I wanted to see how the cluster center moved as we updated it, so I plotted the starting center as a smaller size, and increased the size with each iteration. I also wanted to see the way that altering a threshold probability would exclude points from belonging to a cluster, so I used varying thresholds, and plotted cluster-less datapoints in black, while those datapoints that belong to a cluster are plotted with that cluster's color. This created a nice visualization of the update steps and the results.

Results

Below are the resulting plots using the methods and code given above:

In [2]:
from IPython.display import Image, display

thresholds = [50, 75, 90, 99]
for i in range(1, 13):
    for threshold in thresholds:
        try:
            display(Image(filename=f'./dataset_{i}_threshold_{threshold}.png') )
        except:
            print(f'No data found for Dataset {i}')
No data found for Dataset 3
No data found for Dataset 3
No data found for Dataset 3
No data found for Dataset 3
No data found for Dataset 4
No data found for Dataset 4
No data found for Dataset 4
No data found for Dataset 4

I left the images large so that the points are more visible (sorry for all the scrolling).

We can see that the cluster centers start in a random position and migrate towards their final position as the iteration number increases.

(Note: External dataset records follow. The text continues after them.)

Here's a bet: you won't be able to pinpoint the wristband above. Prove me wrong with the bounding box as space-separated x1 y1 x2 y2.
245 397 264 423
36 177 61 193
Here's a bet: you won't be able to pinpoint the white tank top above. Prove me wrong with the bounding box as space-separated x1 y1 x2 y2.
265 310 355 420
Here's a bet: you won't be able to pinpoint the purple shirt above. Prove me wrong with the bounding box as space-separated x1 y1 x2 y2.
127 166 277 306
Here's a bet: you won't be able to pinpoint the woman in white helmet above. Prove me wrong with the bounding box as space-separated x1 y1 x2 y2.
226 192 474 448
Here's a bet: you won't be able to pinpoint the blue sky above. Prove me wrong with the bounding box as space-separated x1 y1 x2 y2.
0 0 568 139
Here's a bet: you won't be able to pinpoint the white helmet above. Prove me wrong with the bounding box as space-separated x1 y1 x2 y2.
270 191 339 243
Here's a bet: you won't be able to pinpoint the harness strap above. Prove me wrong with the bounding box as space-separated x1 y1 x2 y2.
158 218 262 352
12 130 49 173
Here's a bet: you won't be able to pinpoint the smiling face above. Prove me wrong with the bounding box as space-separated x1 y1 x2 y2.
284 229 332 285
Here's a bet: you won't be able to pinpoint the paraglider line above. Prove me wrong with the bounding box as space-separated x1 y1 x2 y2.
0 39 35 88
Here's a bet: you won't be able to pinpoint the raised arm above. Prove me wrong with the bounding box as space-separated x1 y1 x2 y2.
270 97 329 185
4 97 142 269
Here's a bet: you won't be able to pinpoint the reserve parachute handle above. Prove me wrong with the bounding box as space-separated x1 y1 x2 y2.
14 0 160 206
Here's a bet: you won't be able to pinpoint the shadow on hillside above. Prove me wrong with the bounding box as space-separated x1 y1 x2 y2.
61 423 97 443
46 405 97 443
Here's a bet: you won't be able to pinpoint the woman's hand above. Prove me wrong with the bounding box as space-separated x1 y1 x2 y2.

We can also see that as we increase the required membership probability, more and more points are excluded from the clusters. This is a nice way to visualize the usefullness of soft vs. hard partitions in clustering, and our ability to filter out datapoints that we don't want.

Conclusion

FCM clustering is a good technique for analyzing data with potentially overlapping clusters. In this assignment we were able to preclude FCM with iVAT in order to determine an appropriate number of clusters, and gather good insights and results from the datasets. We also created a nice way to visualize the iterative nature of FCM, and the usefullness of FCM in filtering out unwanted results.